Hrvoje Zovko, president of the Croatian Journalists’ Association, at the ‘awards’ ceremony in Sofia on Tuesday. Photo: HND.
CASE, the Coalition Against SLAPPs in Europe, named judge Ivan Markovic, the president of the Zadar County Court in Croatia, as Europe’s biggest judicial SLAPP offender on Tuesday at a ceremony in the Bulgarian capital Sofia, Bulgaria,.
Strategic Lawsuits Against Public Participation, SLAPPs, are lawsuits used as a tool to silence journalists, activists and civil society groups through costly and time-consuming legal battles, overwhelming them with legal costs.
Markovic received the “title” for over 20 lawsuits he filed against journalists and media outlets. He filed up to 16 against Hanza Media alone, and several more against individual journalists who reported critically on his decision to release from pre-trial custody several suspects who were accused of rape, sexual abuse and filming a 15-year-old girl, according to a press release from the Croatian Journalists’ Association, HND
“Judge Ivan Markovic is one of the clearest examples of how journalists and the media in Croatia are targeted by SLAPP lawsuits,” said Hrvoje Zovko, president of the HND, at the ceremony in Sofia.
He noted that this is the third time in five years that the “SLAPP champion” has come from Croatia, “which says a lot”.
In 2021, the same “award” was given to Croatian Radio and Television, HRT, which, under then-director Kazimir Bacic, filed a series of lawsuits against journalists and its own employees.
Two years later, in 2023, the award went to the then-president of the Osijek County Court, Zvonko Vrban, for filing a series of lawsuits against the Telegram website, its journalist Drago Hedl and editor-in-chief Jelena Pavic Valentic.
Ivica Nevescanin, a journalist with the newspaper Slobodna Dalmacija, who participated in Tuesday’s award ceremony via video, said that, as a Croatian journalist, he is “extremely proud of the fact that in the last five years Croatia has had three winners in the tough competition of European SLAPPers”.

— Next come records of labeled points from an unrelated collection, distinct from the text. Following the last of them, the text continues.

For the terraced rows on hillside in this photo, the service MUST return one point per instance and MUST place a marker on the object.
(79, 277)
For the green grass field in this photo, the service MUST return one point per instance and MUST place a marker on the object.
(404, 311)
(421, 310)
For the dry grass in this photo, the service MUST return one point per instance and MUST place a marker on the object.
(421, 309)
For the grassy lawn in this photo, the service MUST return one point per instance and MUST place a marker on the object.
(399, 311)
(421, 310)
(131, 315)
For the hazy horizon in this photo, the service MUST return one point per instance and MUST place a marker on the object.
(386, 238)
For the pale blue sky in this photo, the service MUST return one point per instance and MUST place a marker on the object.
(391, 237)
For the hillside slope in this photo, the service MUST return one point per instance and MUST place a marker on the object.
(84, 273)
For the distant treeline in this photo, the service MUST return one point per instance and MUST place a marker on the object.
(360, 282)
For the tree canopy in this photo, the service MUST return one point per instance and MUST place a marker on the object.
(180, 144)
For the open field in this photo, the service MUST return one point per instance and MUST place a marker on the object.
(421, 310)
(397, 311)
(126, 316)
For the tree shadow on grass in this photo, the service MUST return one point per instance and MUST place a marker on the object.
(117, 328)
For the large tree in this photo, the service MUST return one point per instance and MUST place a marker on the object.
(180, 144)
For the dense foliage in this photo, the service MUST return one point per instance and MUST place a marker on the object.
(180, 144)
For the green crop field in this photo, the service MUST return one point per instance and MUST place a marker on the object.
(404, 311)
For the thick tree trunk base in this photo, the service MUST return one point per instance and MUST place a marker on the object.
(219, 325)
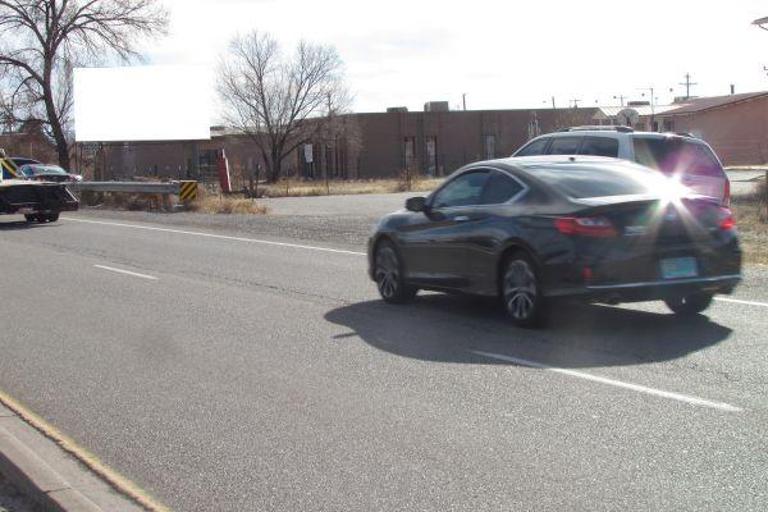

“In this case, it is a judge, a person who should fight against such practices, who should advocate for a fair trial and justice for all,” Croatian journalist Maja Sever, president of the European Federation of Journalists, told BIRN.
BIRN attempted to contact Judge Markovic for comment but his office said he was unable to respond immediately.
He has previously said he was not legally permitted to comment on the court decision in the sexual violence case because the investigation was confidential due to the involvement of a minor. “I cannot reveal anything to you because I would have to tell you the reasoning, which is secret. The investigation is secret by law, not by my decision,” he told a reporter from Index.hr.